Her personality especially shined through when told a story about her house being broken into some years ago.
“She had her pistol and she was talking about what she was going to do to him, and I guess she scared him off,” Cawthon said. “The person ran out the door and she had called the police to make sure she was within her rights to do what she had planned to do if he had tried to hurt her. I was concerned but it was so funny how she was telling the story.”
But Cawthon’s concern waned. Where Whatley lived, no one wanted to bother her at least not in a negative sense.
To her community, Whatley was a friend and a neighbor, Cawthon said. Whatley lived in the same house on the same street in Valdosta since she was 18-years-old.
She had an accident in her home about two to three years ago and since she's lived in a nursing home. It was a heart-breaking thing to to her, Cawthon said, and it still is.
“When she first got into the nursing home, she knew she wasn’t home,” she said. “When I left to visit her, she kept saying ‘Take me home. I’m ready to go home.’ My heart was melting.”
Cawthon hasn’t seen her aunt in two years and is unsure if she’s still saying the same thing now – she hopes not. But she recognizes the reason why.

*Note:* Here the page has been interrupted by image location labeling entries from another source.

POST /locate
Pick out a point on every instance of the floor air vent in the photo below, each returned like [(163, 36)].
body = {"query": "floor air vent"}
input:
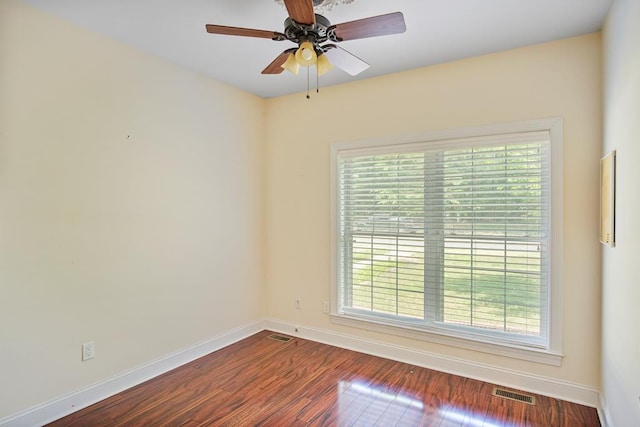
[(513, 395), (280, 338)]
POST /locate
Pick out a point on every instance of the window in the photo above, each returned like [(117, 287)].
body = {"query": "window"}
[(451, 235)]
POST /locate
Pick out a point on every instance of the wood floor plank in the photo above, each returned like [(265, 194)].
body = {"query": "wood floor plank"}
[(263, 382)]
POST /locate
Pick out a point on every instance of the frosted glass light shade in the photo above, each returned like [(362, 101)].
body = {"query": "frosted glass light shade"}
[(306, 54)]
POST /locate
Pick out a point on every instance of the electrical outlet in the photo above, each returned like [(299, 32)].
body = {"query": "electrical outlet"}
[(88, 351)]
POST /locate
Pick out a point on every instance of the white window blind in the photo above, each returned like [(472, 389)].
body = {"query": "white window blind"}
[(450, 236)]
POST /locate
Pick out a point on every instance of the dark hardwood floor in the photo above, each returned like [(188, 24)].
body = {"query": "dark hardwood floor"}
[(261, 381)]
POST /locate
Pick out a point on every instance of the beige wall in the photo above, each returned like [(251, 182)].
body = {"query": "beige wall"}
[(130, 207), (561, 78), (621, 276)]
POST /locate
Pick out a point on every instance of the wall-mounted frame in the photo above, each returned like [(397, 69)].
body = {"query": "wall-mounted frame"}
[(608, 199)]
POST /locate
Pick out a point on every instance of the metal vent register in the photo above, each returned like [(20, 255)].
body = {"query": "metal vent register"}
[(281, 338), (513, 395)]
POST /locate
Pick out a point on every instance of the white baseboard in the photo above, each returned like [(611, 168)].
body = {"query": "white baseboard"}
[(603, 413), (546, 386), (65, 405), (87, 396)]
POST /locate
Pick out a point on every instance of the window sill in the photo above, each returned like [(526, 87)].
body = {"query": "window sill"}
[(491, 347)]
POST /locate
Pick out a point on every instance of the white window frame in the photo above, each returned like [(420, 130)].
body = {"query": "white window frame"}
[(552, 353)]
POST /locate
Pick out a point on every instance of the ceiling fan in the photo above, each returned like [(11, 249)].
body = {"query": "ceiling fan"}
[(311, 32)]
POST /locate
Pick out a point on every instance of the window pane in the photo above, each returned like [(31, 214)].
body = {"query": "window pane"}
[(453, 237)]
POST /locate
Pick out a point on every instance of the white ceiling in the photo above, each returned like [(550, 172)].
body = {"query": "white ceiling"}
[(437, 31)]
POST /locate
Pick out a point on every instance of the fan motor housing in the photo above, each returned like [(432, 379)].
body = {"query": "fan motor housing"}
[(317, 33)]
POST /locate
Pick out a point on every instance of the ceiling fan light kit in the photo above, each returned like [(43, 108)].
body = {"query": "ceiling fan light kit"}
[(310, 30)]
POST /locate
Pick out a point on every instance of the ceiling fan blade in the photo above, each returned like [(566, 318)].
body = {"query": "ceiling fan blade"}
[(276, 66), (301, 11), (238, 31), (382, 25), (344, 60)]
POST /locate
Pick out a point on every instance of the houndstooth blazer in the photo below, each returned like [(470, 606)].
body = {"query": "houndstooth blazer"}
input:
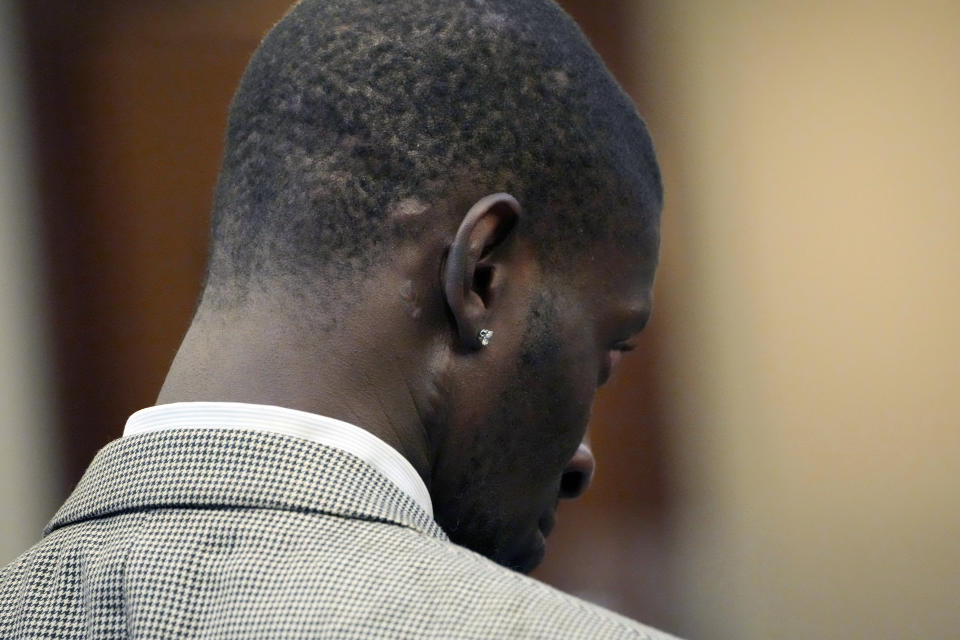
[(244, 534)]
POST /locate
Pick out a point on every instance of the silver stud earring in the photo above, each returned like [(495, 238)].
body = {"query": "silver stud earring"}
[(484, 337)]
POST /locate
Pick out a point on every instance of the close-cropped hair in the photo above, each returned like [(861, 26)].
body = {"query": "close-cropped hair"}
[(357, 120)]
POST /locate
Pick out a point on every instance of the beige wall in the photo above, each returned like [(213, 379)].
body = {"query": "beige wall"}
[(810, 289), (29, 479)]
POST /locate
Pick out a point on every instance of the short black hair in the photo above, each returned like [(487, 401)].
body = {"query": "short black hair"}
[(353, 114)]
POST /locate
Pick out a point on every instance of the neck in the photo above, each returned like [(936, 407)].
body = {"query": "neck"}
[(261, 357)]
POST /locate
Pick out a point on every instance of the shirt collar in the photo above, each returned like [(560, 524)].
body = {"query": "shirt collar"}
[(301, 424)]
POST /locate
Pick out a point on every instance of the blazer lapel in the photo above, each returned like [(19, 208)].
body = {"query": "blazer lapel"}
[(211, 468)]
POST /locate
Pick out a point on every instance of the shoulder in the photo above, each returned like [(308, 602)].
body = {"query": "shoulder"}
[(498, 602)]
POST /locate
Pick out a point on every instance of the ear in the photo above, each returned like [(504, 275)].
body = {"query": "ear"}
[(469, 274)]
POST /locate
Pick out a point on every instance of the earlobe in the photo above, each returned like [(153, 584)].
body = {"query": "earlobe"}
[(468, 272)]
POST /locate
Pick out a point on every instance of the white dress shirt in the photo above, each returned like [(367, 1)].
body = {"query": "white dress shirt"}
[(289, 422)]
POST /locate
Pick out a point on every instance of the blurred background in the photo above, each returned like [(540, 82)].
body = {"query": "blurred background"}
[(779, 458)]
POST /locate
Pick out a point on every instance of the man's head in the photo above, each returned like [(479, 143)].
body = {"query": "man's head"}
[(398, 176)]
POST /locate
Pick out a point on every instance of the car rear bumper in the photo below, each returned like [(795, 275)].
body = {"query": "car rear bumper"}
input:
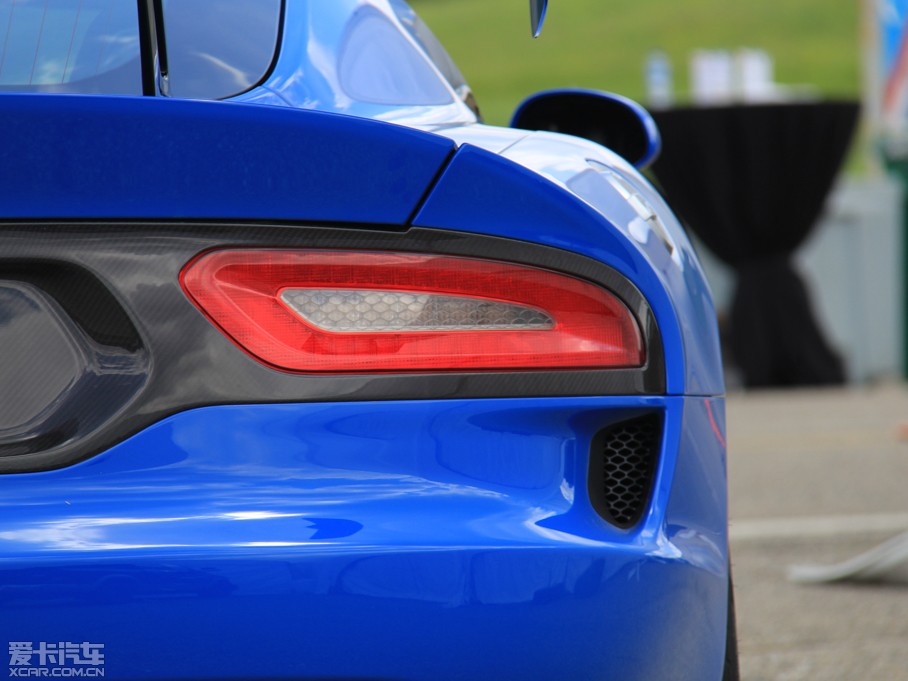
[(445, 539)]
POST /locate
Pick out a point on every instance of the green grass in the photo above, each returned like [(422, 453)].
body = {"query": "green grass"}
[(603, 43)]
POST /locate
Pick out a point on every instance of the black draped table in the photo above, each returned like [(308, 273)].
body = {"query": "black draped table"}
[(750, 180)]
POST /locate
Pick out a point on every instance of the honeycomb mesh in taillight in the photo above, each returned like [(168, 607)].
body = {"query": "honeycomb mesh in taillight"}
[(623, 459)]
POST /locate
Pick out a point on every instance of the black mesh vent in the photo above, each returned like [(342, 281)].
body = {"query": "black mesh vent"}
[(622, 461)]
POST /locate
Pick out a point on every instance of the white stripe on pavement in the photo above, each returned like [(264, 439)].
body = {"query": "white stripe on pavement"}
[(817, 526)]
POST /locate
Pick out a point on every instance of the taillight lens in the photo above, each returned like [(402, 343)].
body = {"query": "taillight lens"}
[(317, 311)]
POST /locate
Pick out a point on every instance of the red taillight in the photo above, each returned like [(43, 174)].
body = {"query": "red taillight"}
[(354, 312)]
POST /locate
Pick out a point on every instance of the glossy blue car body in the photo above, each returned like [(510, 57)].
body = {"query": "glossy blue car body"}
[(349, 538)]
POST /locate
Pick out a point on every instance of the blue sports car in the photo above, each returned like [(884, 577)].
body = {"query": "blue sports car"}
[(305, 373)]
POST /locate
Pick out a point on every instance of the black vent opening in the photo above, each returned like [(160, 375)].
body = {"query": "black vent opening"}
[(623, 460)]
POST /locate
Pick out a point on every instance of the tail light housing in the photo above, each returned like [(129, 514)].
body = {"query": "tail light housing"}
[(328, 311)]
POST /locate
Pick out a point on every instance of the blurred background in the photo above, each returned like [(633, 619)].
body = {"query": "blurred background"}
[(818, 464)]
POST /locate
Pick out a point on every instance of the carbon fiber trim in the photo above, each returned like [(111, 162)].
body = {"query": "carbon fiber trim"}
[(191, 363)]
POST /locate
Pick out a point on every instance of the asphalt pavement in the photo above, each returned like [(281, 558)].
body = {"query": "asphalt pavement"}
[(817, 477)]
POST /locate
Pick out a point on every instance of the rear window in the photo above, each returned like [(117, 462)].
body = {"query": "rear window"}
[(214, 50)]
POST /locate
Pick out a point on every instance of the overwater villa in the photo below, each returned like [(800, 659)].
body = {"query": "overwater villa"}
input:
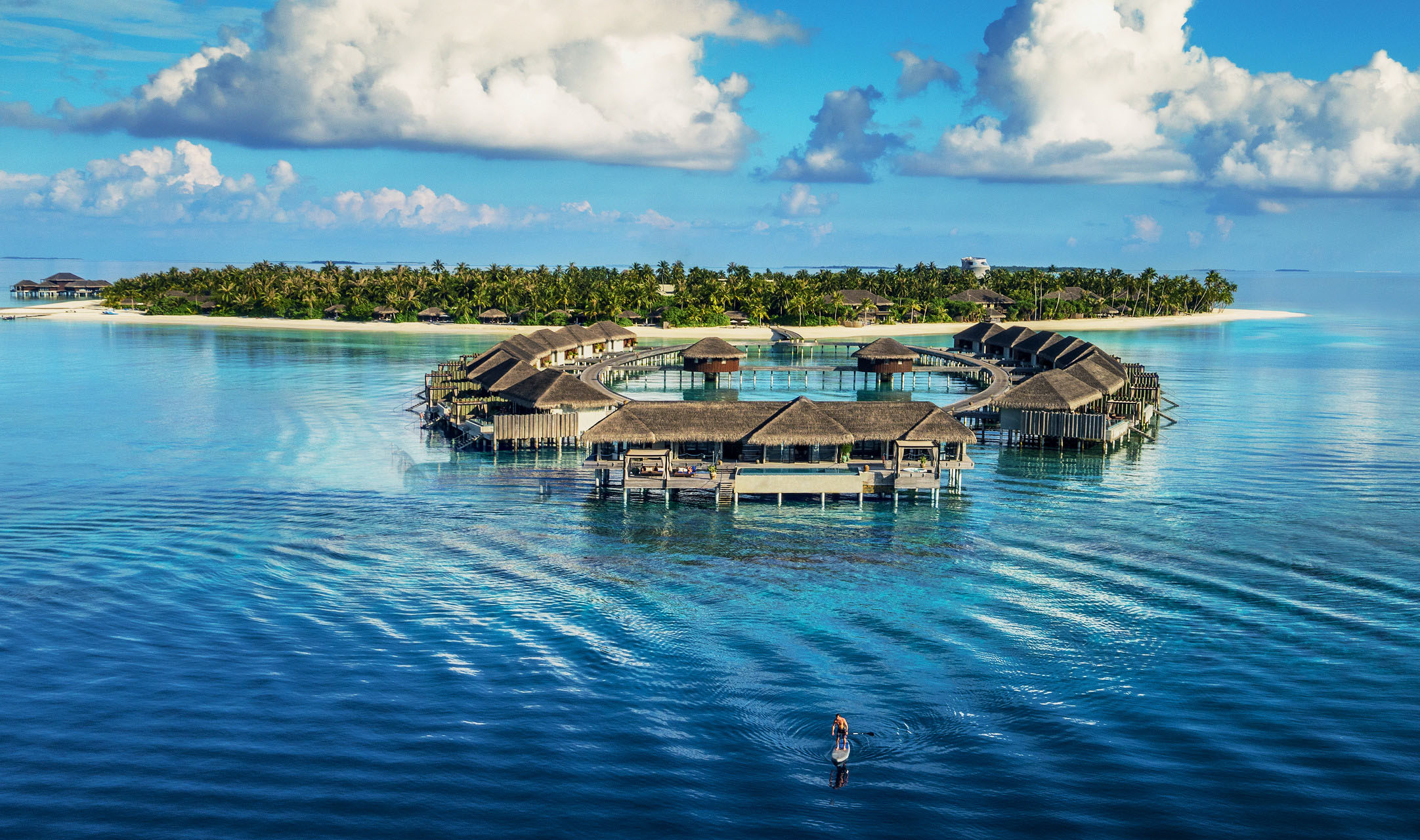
[(776, 449), (885, 356), (547, 389), (712, 355), (60, 285)]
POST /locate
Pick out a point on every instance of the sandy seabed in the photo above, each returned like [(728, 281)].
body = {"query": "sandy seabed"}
[(93, 311)]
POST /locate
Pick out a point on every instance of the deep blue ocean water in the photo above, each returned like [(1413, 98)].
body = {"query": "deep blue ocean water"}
[(242, 595)]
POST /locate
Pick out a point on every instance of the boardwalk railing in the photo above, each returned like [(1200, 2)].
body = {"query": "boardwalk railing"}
[(1063, 425), (534, 426)]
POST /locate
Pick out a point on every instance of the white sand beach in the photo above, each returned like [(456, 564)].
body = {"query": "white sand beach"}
[(93, 311)]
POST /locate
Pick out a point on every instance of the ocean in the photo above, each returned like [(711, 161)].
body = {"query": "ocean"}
[(243, 595)]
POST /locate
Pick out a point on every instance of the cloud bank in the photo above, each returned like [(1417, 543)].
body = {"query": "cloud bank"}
[(918, 74), (182, 185), (1111, 91), (841, 148), (610, 81)]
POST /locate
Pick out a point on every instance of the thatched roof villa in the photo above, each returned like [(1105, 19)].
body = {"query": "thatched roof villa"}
[(885, 356), (712, 355), (974, 338), (773, 448), (1001, 344)]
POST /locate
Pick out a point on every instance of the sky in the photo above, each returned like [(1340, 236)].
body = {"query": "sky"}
[(1176, 134)]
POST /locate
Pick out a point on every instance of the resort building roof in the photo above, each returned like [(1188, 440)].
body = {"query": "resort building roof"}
[(1071, 293), (581, 335), (885, 349), (1101, 358), (613, 331), (1095, 375), (492, 358), (551, 389), (713, 348), (1040, 339), (1054, 390), (1074, 354), (504, 375), (1056, 349), (525, 348), (656, 422), (1012, 335), (858, 299), (800, 423), (985, 297), (979, 333), (555, 339)]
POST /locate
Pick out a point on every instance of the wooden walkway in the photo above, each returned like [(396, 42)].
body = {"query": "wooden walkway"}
[(649, 360)]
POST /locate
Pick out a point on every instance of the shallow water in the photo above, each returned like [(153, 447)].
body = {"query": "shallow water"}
[(242, 595)]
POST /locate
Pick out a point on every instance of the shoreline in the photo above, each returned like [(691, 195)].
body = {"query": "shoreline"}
[(93, 312)]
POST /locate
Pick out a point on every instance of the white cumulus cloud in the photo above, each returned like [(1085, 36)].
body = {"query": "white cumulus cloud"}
[(613, 81), (1112, 91), (182, 185), (1146, 229), (802, 200)]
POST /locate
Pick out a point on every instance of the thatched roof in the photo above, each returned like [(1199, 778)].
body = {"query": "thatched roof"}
[(978, 333), (613, 331), (1073, 354), (1039, 341), (885, 349), (1056, 349), (581, 335), (940, 427), (1054, 390), (679, 422), (550, 389), (1096, 375), (503, 377), (800, 423), (523, 348), (858, 299), (1071, 293), (713, 348), (1105, 361), (493, 356), (621, 426), (555, 339), (1012, 335), (985, 297)]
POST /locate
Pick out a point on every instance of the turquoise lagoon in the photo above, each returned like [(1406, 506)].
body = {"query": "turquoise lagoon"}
[(243, 595)]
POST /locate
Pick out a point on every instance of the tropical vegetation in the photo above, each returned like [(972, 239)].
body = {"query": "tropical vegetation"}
[(669, 291)]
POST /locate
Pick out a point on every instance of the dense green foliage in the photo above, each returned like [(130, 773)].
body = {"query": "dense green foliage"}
[(700, 295)]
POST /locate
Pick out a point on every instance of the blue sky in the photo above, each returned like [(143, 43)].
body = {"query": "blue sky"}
[(1100, 133)]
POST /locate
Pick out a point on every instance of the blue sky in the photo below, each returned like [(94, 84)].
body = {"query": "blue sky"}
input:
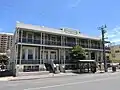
[(85, 15)]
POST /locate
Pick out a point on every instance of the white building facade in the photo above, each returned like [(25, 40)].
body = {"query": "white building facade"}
[(34, 45)]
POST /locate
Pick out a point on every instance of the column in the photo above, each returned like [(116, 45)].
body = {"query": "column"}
[(43, 47), (59, 55), (33, 53), (76, 41), (16, 45), (26, 54), (21, 47), (61, 40), (40, 48), (64, 57)]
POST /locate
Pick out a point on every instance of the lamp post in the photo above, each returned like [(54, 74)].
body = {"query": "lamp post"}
[(103, 31)]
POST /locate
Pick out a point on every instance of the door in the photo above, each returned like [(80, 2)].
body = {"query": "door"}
[(49, 55), (45, 57), (53, 56)]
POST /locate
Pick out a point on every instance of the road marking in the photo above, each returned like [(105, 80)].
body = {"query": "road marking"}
[(67, 84)]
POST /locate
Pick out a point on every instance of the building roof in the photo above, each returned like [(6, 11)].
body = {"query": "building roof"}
[(52, 30), (4, 33)]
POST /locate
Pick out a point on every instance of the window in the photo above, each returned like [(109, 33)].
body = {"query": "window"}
[(117, 51), (29, 35), (30, 54), (23, 54)]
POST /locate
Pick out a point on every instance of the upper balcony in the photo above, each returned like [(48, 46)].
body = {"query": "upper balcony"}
[(57, 43)]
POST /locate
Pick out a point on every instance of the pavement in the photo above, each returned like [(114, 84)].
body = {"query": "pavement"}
[(98, 81), (51, 75)]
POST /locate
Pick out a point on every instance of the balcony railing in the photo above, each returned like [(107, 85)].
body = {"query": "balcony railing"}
[(57, 43), (28, 62)]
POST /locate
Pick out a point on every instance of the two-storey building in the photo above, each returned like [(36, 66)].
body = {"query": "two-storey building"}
[(34, 45)]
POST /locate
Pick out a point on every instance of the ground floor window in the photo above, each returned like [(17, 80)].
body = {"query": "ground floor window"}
[(31, 68)]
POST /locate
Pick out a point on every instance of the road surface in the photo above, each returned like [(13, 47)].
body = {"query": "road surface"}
[(107, 81)]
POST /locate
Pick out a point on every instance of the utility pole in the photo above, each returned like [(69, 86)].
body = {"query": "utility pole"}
[(103, 31)]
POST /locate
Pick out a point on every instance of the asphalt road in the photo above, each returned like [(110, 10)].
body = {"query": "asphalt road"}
[(107, 81)]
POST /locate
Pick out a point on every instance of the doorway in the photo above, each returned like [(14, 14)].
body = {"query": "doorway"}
[(49, 55)]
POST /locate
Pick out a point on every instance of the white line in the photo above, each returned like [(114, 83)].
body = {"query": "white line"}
[(67, 84)]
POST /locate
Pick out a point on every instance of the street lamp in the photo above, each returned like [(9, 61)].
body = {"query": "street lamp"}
[(103, 31)]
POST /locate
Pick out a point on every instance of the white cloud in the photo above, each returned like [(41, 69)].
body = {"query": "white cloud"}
[(75, 4), (1, 29)]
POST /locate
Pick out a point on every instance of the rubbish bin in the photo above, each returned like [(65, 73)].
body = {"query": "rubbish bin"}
[(114, 68)]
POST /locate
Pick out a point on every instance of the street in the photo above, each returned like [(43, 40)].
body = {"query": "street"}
[(106, 81)]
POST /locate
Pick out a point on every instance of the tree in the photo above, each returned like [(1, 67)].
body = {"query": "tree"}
[(4, 59), (77, 53)]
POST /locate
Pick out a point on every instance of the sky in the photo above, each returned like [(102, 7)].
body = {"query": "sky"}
[(84, 15)]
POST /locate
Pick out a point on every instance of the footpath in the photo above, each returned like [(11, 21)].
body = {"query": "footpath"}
[(51, 75)]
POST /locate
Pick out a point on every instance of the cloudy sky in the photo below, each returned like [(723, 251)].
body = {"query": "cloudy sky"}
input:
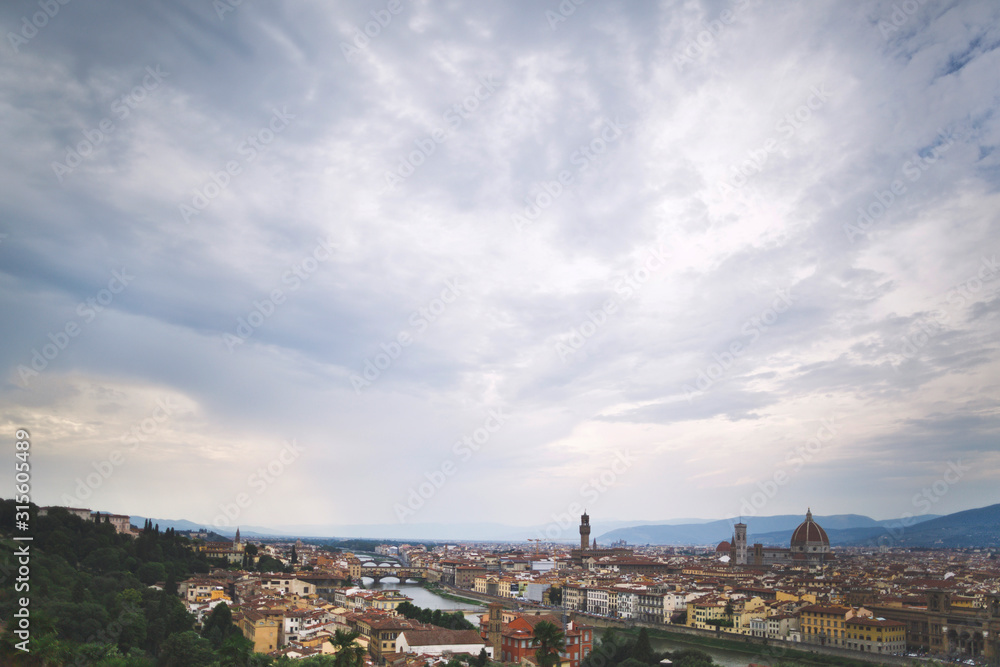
[(407, 261)]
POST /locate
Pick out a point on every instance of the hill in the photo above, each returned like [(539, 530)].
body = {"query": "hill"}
[(776, 529), (975, 528)]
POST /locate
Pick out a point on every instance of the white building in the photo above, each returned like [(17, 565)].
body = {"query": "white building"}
[(438, 642)]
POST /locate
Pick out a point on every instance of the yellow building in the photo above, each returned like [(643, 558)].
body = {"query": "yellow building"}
[(262, 630), (876, 635), (388, 600), (704, 610), (785, 596), (747, 610), (825, 624)]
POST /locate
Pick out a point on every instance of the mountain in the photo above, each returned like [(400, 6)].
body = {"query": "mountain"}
[(777, 529), (560, 530), (975, 528), (840, 537)]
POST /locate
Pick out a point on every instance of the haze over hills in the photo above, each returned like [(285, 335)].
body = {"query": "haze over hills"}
[(977, 528), (777, 529), (563, 530)]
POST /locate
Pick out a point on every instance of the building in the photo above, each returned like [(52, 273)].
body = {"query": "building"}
[(517, 639), (578, 556), (876, 635), (942, 628), (740, 543), (440, 641), (810, 543), (261, 629), (121, 522), (826, 624)]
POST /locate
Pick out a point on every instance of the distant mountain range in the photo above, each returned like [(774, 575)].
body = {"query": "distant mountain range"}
[(769, 530), (487, 532), (970, 528), (976, 528)]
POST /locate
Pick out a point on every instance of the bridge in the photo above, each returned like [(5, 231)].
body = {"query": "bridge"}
[(379, 572)]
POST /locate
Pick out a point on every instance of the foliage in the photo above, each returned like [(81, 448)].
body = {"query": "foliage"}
[(452, 621), (91, 603), (219, 627), (550, 641), (348, 652), (642, 651)]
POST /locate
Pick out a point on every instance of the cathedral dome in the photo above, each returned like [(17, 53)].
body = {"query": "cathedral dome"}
[(809, 534)]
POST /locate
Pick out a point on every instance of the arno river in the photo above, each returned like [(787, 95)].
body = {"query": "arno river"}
[(424, 598)]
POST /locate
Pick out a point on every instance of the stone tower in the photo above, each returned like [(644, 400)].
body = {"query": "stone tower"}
[(740, 543), (494, 628)]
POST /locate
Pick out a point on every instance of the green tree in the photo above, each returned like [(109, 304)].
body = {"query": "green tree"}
[(642, 650), (348, 653), (550, 642), (219, 625), (236, 651), (186, 649)]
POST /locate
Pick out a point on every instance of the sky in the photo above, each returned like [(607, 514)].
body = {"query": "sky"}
[(404, 262)]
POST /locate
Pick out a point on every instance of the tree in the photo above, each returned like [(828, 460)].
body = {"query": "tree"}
[(186, 649), (550, 642), (348, 653), (642, 650), (219, 626)]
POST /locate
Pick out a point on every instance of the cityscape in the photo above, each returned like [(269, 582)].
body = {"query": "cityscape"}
[(500, 333)]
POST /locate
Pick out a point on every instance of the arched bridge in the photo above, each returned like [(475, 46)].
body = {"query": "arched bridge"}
[(379, 572)]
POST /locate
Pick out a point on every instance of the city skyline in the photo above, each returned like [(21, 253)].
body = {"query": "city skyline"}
[(407, 264)]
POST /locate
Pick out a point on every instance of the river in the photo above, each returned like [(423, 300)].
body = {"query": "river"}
[(722, 656), (424, 598)]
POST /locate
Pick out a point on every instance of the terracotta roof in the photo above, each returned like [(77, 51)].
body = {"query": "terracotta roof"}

“She’s been in that same house since she was 18 and to be taken from that – that was all she knew after retirement and after being in that house for so long by herself – I can imagine the separation (anxiety) that she’s having from not being there,” Cawthon said.
Whatley is the last of her own brothers and sisters – Cawthon’s 11 aunts and uncles – and the last of her nieces and nephews with the exception of one, Cawthon said. She’s even lost a child – her only child – and her husband.
“From getting her there and being there this long, she’s healthy with no major health issues,” she said. “That’s amazing. That is absolutely amazing.”
And she had something similar to say for her aunt’s 104th birthday.
For the wealth of knowledge and wisdom her aunt has, Cawthon is forever grateful that she’s still here.
She remembers a conversation she had with Whatley and her last living nephew, asking them about their childhood and what it used to be like.
“She talked to me about the different types of games they used to play as children. I asked them about dating, what it was like to date – just little things to get an idea of what it used to be like when they were young,” she said. “It was exciting to hear stuff like that.”
Because it was segregated back when Whatley was young, she’d tell Cawthon about it and explain how things are different today. It was a blessing.
COVID-19 messed up Cawthon’s plans to visit her last year but is hoping she’ll be able to visit Whatley soon. She misses her and more than anything hopes to see her smile again.